Other risks to consider

For most people, consuming small amounts of apple cider vinegar is safe, but there are some people who should be careful. Those with kidney disease may have a hard time processing the extra acid.

Some ACV options are considered unpasteurized because they haven’t been heated to 140 degrees Fahrenheit to kill any remaining bacteria and yeast. People who are pregnant or have weakened immune systems should always steer clear of unpasteurized foods and beverages, since there is a chance they could contain harmful bacteria like listeria. Check the labels on the bottle if you’re unsure.

If you’re taking diuretics, you may want to speak with your doctor before incorporating ACV in your diet. “The purpose of water pills, or diuretics, is to help your body clean out fluids, but when you eliminate fluids, you also eliminate some electrolytes that you have in your body like potassium that are important for your body” says Zylberglait. “Apple cider vinegar may reduce the level of potassium in your body, so if you’re using both, you may have low potassium levels, which can negatively affect how your heart and muscles function.”

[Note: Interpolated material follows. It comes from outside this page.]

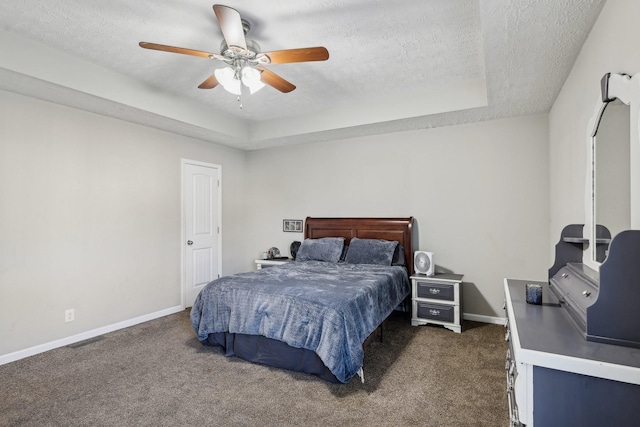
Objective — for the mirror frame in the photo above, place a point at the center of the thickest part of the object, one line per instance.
(625, 88)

Be mindful if you’re taking certain heart medications as well, specifically those for arrhythmia. “Again, because of the fluctuating potassium levels, you may increase your risk of arrhythmia, and this could have serious consequences as cardiac infarcts, strokes or death,” notes Zylberglait.

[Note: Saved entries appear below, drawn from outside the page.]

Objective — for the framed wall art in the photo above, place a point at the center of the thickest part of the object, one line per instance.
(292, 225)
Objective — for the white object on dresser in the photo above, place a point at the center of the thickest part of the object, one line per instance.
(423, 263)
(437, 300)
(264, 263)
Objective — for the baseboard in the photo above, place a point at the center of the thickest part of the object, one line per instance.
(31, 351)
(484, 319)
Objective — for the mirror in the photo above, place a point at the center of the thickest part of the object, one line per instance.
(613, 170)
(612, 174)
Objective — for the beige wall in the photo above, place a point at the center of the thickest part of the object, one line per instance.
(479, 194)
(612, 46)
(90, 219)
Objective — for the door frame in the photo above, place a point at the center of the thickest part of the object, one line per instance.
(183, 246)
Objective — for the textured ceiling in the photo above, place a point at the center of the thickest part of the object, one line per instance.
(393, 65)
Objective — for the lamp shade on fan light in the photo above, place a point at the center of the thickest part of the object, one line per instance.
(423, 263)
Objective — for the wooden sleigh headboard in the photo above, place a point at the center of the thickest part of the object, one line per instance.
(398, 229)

If you want to begin consuming ACV daily, first speak to your doctor to learn how your medications or health conditions could be affected.

How to incorporate ACV into a healthy diet

In general, ACV won’t work any miracles. It should never replace medical treatment. You’re better off sticking with healthy habits to prevent or manage these conditions, like eating a well-balanced diet, maintaining a healthy weight, exercising and staying up-to-date on screenings — and always talk to your doctor if you’re concerned about your symptoms.

However, a small amount of ACV may be okay for some people and can add calorie-free (or virtually calorie-free!) flavor to your diet. When using ACV in a daily drink, it’s best to dilute it, since the acid in the vinegar can damage your tooth enamel. The ratio should be 1 teaspoon of vinegar to 8 ounces of water or other liquid. Better yet, try splashing your salad with vinegar and olive oil, rather than a creamy dressing high in sugar, salt and fat.

Remember that ACV can’t erase the effects of unhealthy eating or chronic conditions. “With larger, longer-term studies, we may discover that ACV is really beneficial, but at this point it’s hard to say,” says Zylberglait. “I’m not against incorporating apple cider vinegar into your diet, but as far as using it as medication, we don't have enough information to do that.”